On March 5, Gov. Kate Brown signed a law closing the so-called "boyfriend loophole" by allowing police to take guns away from abusers who are subject to a stalking order or have been convicted of domestic violence and are not married to their victims.

Other ideas are gaining traction: Oregon Labor Commissioner Brad Avakian proposed to change state law this month to give stores like Walmart more legal authority to restrict gun sales to buyers over 21. A religious coalition last week launched a campaign to place a ban on some semi-automatic weapons on the November ballot.

"Young people in this country are crying out," said Pastor Mark Knutson as the Augustana Lutheran Church in Portland launched its campaign last week. "This is the moment in time where we need to step alongside them as adults and do our part with them."

Gun enthusiasts have been fighting back. As WW reported last week, a 20-year-old Gold Hill, Ore., man became the first to sue national retailers Dick's Sporting Goods and Walmart for refusing to sell him a rifle—and then another Oregon man, also aged 20, sued Fred Meyer and Bi-Mart on similar grounds ("Lawyers, Guns and Freddy's," WW, March 14, 2018).

But for now, Oregon's gun regulations are scattershot. WW explored data collected by the Boston University School of Public Health to show how Oregon fits into the national landscape of gun laws.

We found that among 50 U.S. states, Oregon's restrictions on guns are all over the map.

Overall number of gun laws: 15th
Oregon has 35 laws governing firearm sales, ownership and use. California has the most with 106 gun laws, while Alaska, Idaho and Montana are tied in last place with just four.

Ammunition regulations: 50th
Oregon ties 35 other states for last place because it has no regulations on bullet and cartridge sales.

Background checks: 2nd
Oregon is tied with Connecticut for second place (behind California), with 10 laws governing background checks.
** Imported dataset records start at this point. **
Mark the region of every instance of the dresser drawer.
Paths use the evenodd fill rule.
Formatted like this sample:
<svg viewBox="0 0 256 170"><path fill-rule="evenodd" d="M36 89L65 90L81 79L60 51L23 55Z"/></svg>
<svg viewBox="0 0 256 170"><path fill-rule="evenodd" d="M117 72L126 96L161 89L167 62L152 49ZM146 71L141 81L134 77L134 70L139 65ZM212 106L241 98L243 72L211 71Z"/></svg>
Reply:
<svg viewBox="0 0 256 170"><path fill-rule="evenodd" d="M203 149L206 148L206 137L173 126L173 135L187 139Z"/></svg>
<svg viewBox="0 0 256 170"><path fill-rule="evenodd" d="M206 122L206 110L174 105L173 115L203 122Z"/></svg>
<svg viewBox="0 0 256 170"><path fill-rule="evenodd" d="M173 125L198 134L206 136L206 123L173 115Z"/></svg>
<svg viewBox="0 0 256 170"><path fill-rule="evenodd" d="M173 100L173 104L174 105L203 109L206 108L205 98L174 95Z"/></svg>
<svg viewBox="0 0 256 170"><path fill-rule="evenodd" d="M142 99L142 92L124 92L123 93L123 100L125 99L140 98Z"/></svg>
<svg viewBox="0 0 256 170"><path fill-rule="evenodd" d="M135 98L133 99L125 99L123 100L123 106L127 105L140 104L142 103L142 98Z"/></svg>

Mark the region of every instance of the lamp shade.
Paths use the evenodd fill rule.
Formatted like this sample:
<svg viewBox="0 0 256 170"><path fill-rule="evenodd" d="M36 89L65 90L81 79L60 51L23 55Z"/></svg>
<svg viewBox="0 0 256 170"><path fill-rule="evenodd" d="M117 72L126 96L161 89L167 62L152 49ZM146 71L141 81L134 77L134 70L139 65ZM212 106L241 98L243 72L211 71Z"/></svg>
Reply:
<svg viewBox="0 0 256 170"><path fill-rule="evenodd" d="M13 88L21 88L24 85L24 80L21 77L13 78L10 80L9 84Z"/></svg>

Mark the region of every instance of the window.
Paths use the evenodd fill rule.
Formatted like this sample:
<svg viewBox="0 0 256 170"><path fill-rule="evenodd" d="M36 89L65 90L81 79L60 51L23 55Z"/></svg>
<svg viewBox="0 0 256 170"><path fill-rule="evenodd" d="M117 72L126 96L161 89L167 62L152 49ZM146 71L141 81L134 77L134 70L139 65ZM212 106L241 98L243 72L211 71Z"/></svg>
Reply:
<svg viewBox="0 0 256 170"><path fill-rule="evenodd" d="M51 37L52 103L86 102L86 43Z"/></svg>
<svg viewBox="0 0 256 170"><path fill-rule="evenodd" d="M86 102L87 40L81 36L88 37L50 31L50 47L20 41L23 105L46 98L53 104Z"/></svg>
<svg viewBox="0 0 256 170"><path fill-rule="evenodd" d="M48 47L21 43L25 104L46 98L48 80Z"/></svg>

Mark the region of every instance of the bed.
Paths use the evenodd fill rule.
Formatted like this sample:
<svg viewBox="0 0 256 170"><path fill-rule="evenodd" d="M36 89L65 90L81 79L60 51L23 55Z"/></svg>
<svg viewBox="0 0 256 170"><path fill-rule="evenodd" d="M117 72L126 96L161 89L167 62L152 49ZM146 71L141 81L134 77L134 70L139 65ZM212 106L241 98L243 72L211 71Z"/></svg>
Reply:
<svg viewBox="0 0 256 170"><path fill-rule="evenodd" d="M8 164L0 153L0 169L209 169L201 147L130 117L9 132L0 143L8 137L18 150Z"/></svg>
High-risk gun buyers: 11th
Oregon comes in 11th for restrictions on sales to "high-risk" buyers, because it bars sales to anyone convicted of a felony or violent misdemeanor, and blocks sales to people with mental health disorders.

Buyer regulations: 16th
Oregon restricts gun sales to people over 18 and requires gun owners to be fingerprinted. Massachusetts does more by also barring people from buying guns for others, mandating permits for gun buyers, and requiring buyers to go through safety training.

Dealer regulations: 5th
Oregon has nine laws requiring firearm dealers to keep records and report sales to the state. That's far more red tape than most U.S. states.